NewScientist‘s Sophia Chen reports (3 December 2016) on the discovery of word life cycles:
THE media tends to interpret culture in annual cycles. Critics publish end-of-year best-of lists and Oxford Dictionaries just selected “post-truth” as its word of the year. But the actual words we use seem to operate on a 14-year cycle.
Marcelo Montemurro at the University of Manchester, UK, and Damián Zanette at Argentina’s National Council for Scientific and Technical Research identified 5630 commonly used nouns and analysed how their popularity changed over the last three centuries.
A curious pattern emerged. They found that English words rose in popularity and then fell out of favour in cycles of about 14 years, although cycles over the past century have tended to be a year or two longer.
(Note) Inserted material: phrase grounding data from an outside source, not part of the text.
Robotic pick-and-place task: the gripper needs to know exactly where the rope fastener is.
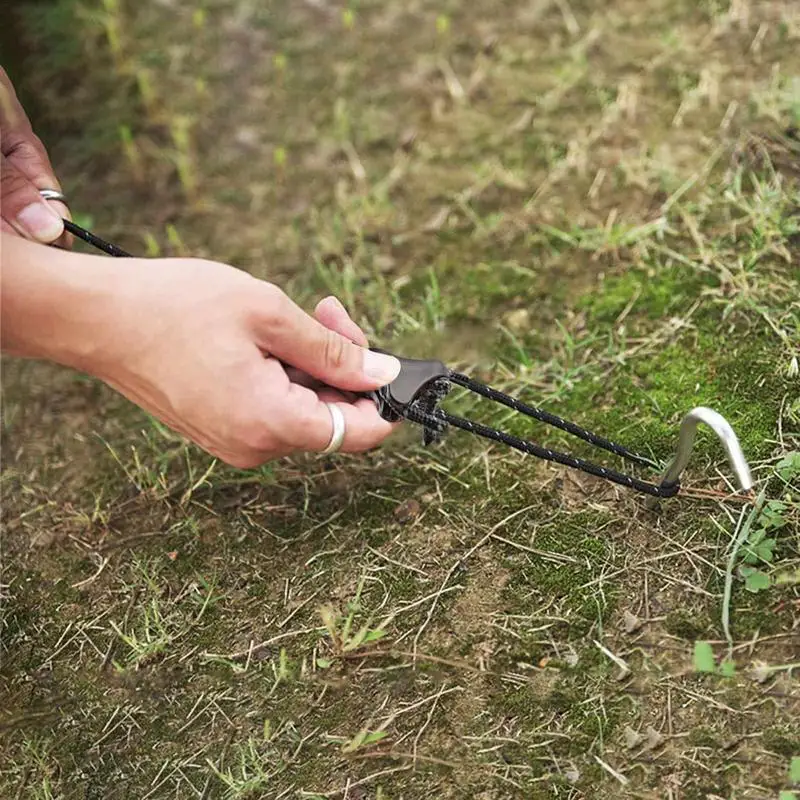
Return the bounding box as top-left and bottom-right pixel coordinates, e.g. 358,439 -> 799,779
368,349 -> 754,502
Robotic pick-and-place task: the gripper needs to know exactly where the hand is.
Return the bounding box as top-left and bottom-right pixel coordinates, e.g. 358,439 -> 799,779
1,66 -> 71,245
2,245 -> 401,468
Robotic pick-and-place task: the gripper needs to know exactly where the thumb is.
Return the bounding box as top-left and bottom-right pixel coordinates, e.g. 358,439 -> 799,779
0,153 -> 64,243
254,285 -> 401,392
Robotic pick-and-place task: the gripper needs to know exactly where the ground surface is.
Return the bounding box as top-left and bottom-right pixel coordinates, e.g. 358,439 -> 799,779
1,1 -> 799,798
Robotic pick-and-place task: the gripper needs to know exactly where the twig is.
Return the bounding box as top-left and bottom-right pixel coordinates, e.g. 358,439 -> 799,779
322,765 -> 412,797
593,755 -> 629,785
201,626 -> 325,662
102,587 -> 141,669
490,533 -> 580,564
674,487 -> 755,505
367,546 -> 428,576
71,555 -> 110,589
594,639 -> 631,679
278,590 -> 321,629
412,685 -> 449,762
377,686 -> 461,734
554,0 -> 580,36
340,648 -> 493,675
347,749 -> 462,769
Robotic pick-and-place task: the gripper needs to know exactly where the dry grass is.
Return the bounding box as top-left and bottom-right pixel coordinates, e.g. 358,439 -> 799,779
2,0 -> 799,798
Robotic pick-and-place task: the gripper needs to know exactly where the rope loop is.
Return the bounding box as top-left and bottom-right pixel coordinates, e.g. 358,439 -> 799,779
394,374 -> 679,499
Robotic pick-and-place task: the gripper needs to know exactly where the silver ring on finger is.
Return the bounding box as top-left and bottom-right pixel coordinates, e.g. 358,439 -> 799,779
39,188 -> 68,205
320,403 -> 346,455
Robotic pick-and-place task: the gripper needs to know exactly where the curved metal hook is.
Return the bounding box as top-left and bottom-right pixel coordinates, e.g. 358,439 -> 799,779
658,407 -> 753,494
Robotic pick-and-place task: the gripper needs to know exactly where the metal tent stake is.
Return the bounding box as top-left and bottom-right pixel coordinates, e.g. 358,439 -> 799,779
647,406 -> 754,505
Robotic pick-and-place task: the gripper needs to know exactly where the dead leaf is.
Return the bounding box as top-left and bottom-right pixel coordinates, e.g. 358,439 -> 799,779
422,206 -> 451,232
393,498 -> 421,524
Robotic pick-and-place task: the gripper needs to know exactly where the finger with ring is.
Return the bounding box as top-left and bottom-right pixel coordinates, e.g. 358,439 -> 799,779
39,188 -> 68,205
321,402 -> 346,454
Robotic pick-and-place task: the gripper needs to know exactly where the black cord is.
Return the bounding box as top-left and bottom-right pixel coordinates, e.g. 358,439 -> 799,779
383,375 -> 678,498
450,372 -> 659,469
63,219 -> 132,257
402,401 -> 679,498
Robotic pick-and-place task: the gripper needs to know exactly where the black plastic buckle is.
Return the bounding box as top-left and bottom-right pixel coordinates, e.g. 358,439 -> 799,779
367,348 -> 451,422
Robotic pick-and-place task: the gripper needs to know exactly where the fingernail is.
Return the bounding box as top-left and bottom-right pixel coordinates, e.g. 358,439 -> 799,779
16,202 -> 64,242
362,350 -> 401,384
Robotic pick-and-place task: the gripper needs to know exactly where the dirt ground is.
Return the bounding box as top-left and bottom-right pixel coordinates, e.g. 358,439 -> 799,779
1,1 -> 799,798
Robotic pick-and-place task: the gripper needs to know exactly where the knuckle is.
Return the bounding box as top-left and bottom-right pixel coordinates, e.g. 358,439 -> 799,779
1,163 -> 33,200
254,281 -> 285,325
242,424 -> 274,453
230,410 -> 273,452
270,400 -> 313,447
322,331 -> 348,370
259,280 -> 281,300
225,452 -> 263,470
266,391 -> 323,450
9,139 -> 44,165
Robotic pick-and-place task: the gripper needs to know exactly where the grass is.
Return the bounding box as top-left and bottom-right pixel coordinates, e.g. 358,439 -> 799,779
2,0 -> 799,797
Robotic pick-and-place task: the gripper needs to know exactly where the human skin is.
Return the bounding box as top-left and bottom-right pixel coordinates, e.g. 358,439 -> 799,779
1,66 -> 71,246
1,235 -> 402,467
1,66 -> 402,467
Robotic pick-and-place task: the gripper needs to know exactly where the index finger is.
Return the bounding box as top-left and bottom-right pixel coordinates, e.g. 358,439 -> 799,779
1,68 -> 72,246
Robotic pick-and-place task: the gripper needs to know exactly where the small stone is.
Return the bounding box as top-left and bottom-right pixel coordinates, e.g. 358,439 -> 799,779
564,765 -> 580,783
393,498 -> 421,524
751,661 -> 772,684
374,254 -> 396,273
624,726 -> 643,749
233,126 -> 259,150
502,308 -> 531,334
398,128 -> 417,151
622,610 -> 644,634
642,726 -> 665,751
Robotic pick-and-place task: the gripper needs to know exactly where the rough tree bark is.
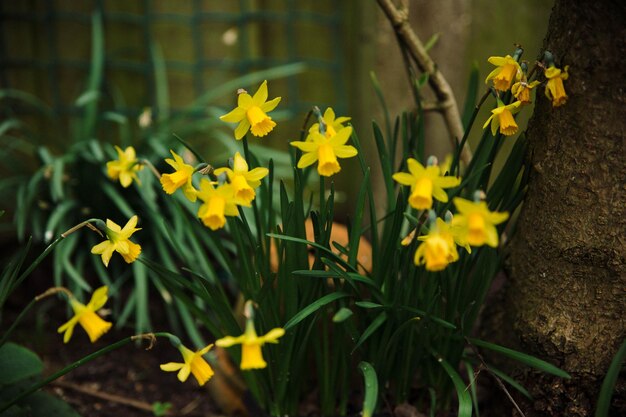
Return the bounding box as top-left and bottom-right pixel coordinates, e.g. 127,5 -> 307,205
498,0 -> 626,416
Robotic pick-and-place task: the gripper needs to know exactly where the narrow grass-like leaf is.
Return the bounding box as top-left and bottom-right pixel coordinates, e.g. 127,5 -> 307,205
467,337 -> 571,379
284,292 -> 349,330
595,338 -> 626,417
352,312 -> 387,353
436,355 -> 473,417
462,62 -> 480,129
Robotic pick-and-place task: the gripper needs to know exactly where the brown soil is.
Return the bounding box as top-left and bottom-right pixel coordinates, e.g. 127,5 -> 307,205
4,285 -> 222,417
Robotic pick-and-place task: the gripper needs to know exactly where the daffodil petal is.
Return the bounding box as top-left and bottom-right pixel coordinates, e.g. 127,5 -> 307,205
261,327 -> 285,343
220,107 -> 246,123
260,97 -> 281,113
160,362 -> 185,372
297,152 -> 319,169
407,158 -> 425,177
334,145 -> 357,159
431,186 -> 449,203
215,335 -> 246,347
87,286 -> 108,311
238,93 -> 253,109
235,119 -> 251,140
177,364 -> 191,382
290,141 -> 318,153
392,172 -> 415,186
252,80 -> 268,106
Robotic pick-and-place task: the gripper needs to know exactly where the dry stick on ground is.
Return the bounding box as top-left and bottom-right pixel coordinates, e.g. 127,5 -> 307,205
52,379 -> 166,414
377,0 -> 473,166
They also found evidence of 14-year cycles in French, German, Italian, Russian and Spanish. The popularity of related nouns – such as king, queen and duchess – tended to rise and fall together over time (Palgrave Communications, doi.org/btwd).
They don’t know why – or even if it’s a statistical fluke. I did like the analogy:
These results support previous work suggesting that language evolves in a patterned way, similar to how genes are transmitted from parent to offspring, says Mark Pagel at the University of Reading, UK.
“Language is not all over the place,” he says. “It’s remarkably consistent.”
From the abstract of the academic article:
The specific phase relationships between different words show structure at two independent levels: first, there is a weak global phase modulation that is primarily linked to overall shifts in the vocabulary across time; and second, a stronger component dependent on well defined semantic relationships between words. In particular, complex network analysis reveals that semantically related words show strong phase coherence. Ultimately, these previously unknown patterns in the statistics of language may be a consequence of changes in the cultural framework that influences the thematic focus of writers.